Yeah, yeah, yeah… it’s been a while. Now that I’m trying to get back on track with the blog, I really wanted to share a kickass Guy’s Story. And so I asked my good friend Jack from Brooklyn to help me out. I hope you enjoy it as much as I did.
“If I tell you” she replied “it won’t come true.”
“You’re thinking of birthday candles” I said. “The Cube doesn’t work that way. This is the City of Dreams; how can it grant your heart’s desires unless you make them known?”
Eyes closed, lips parted, she leaned in close enough for me to taste the sweetness of her breath, and paused. “I wished for a kiss” she whispered. “Just one kiss. From you.”
The Djinn of the Cube had spoken; it was no longer my place to deny her orison. In my capacity as a duly deputized agent of Wish Fulfillment, I ran my fingers through the onyx strands that flowed like the Jordan from her crown and met her open mouth with mine. She was delicious.
At first glance nobody believes the Cube at Astor Place spins. Set in the shadow of Cooper Union, it’s precariously perched on a single corner, as if God herself had dropped a building block from heaven and the impact embedded it into the concrete. Designed to swivel on its vertical axis, this iconic sculpture had been a cultural landmark for decades before I discovered it in the early 1980s. The unofficial gateway to the City that Never Sleeps, the Cube has granted generations of hippies, punks, goths, students, sk8ers, hipsters, drunks and homeless, sanctuary.
Sometimes the only way to experience the wonder of a place like New York City is to see it through the eyes of a neophyte. I didn’t get off from work until well after midnight, but it was Rachel’s first night in the Big Apple; how could we not go exploring? I hoisted her oversized luggage into the enormous trunk of my ’72 Buick, threw the top down and commenced an open-air impromptu tour of the only place I’ve ever called home.
It was a different time; in retrospect it was a time of (relative) innocence. The Twin Towers were still standing. 42nd St. was still “the deuce”. New York City was still seedy and edgy and dangerous; glorious in all of its unsanitary splendor. Somewhere between the Ballad of Betty and Veronica and The Emerald City, Rachel fell into my world with the force of a meteor. For (too brief) a time, she made everything and nothing matter.
It occurred to me as we drove through Times Square that New Yorkers really never “look up,” especially when they’re driving. The JumboTron was turning night into day and the streets churned with the nervous energy of its sleepless throngs. Rachel marveled at things I’d seen all my life and taken for granted; the way the asphalt glistened with the night’s dew, the steam that rose in pillars from manhole covers. She was so young and so beautiful; a million miles from home having the night of her life in a place she’d only seen in movies. If ever there was such a thing as magic, that night was it.

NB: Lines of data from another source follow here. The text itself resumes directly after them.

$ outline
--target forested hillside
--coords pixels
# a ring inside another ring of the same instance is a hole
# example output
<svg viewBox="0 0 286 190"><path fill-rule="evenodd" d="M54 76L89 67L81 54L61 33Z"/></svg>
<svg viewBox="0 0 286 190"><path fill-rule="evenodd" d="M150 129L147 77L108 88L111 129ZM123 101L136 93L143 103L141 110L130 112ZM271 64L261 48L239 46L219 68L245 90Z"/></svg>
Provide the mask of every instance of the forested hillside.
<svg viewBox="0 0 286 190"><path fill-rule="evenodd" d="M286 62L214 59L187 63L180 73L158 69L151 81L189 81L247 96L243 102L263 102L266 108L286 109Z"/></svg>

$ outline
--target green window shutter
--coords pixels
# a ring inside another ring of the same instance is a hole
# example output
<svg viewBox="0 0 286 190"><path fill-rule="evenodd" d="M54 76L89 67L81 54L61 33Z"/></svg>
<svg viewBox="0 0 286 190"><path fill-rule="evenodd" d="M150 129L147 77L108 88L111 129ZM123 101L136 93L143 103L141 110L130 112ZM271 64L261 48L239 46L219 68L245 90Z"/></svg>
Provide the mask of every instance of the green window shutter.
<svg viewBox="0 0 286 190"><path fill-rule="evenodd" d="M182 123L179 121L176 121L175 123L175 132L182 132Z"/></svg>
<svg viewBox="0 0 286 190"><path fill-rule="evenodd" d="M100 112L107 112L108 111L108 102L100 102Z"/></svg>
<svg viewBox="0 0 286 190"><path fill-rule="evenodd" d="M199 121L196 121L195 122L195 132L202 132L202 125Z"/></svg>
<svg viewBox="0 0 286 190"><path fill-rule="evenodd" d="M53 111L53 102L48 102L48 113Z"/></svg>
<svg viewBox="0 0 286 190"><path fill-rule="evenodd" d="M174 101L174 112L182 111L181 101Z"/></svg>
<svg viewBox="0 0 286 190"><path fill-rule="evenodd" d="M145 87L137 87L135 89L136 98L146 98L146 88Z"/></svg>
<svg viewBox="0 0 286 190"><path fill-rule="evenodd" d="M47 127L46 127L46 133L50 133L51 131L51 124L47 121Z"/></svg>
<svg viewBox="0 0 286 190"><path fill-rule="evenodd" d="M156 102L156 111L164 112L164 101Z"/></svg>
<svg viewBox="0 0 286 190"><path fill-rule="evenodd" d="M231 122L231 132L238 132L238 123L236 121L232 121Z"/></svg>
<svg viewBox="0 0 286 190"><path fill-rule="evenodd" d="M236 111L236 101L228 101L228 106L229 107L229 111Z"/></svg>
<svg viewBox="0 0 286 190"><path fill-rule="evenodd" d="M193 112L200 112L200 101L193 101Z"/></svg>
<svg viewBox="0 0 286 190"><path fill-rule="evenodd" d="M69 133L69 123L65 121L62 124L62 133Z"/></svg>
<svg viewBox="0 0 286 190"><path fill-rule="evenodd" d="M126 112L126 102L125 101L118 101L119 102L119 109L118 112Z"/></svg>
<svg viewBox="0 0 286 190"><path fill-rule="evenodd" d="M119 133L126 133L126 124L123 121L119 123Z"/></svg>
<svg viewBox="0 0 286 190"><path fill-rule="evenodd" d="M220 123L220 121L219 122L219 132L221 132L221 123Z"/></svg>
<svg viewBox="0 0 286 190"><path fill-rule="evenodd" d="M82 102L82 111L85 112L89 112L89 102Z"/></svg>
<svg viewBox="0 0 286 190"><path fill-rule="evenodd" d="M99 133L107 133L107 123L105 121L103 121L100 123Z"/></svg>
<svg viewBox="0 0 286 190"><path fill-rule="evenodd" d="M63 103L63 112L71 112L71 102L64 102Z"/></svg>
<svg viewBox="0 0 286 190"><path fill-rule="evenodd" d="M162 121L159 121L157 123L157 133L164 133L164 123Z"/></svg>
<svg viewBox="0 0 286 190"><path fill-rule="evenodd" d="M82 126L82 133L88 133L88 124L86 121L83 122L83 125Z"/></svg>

Magic: a belief lost to a modern age that made sense of things beyond explanation, an understanding that beneath the rational hid the sublime, waiting to be discovered by those whose eyes hadn’t been encrusted by life’s disappointments. Rachel helped me see things that were right in front of me, helped me believe in things (I thought) I’d lost. Sometimes the only way to love is like you’ve never loved before.
I hadn’t abandoned hope, hope had abandoned me. Like a cicada waking from its slumber, that night I believed that if properly appeased, powers beyond understanding could be invoked, supernatural forces could be conjured. So of course providence bade we find our way to that Nexus of Possibility, the silent Guardian of the unwritten history of our tomorrows: The Cube at Astor Place.
They say if you can make it here, you can make it anywhere. If you can spin that damn Cube, you’ve earned the right to believe it.
It was almost 3 A.M. Saint Mark watched silently over his children as they stumbled drunkenly from one place to the next. “Spin the Cube” I said “and make a wish.” The incredulous look on her face told me she was convinced I’d set her to a feat suitable for Heracles himself. Why she even attempted the task I’ll never know for certain. Maybe she believed in magic. Maybe she believed in me.
I watched Rachel square her feet against the concrete and brace her tiny hands against the monolithic hexahedron with a kind of perverse glee. Of couse, it refused to budge; the stoppable force had met the immovable object. “This is impossible” she squealed. “You’re lying to me and having a laugh at my expense.”
“Impossible?” I yelled back. “You’re halfway across the world in a city bigger’n your entire country. You giving up already?”
I stopped laughing long enough to offer my assistance. I put my arms outside hers, my chest to her back, adding my muscle to her ninety-eight pounds of straining sephardic sinew and shvitz. Two tons of ebon steel began to creak. We dug in our feet and pushed harder, the sound of metal grinding against concrete loud enough to awaken the deity slumbering beneath. Momentum or the Djinn was on our side, it spun for a full rotation. We collapsed into each other, exhausted.
“This is New York mother-fucking City” I whispered in her ear between breaths. “It’s fueled by dreams. We only attempt the impossible here.”
The kiss had been mandated by The Universe. Everything that followed was pure indulgence.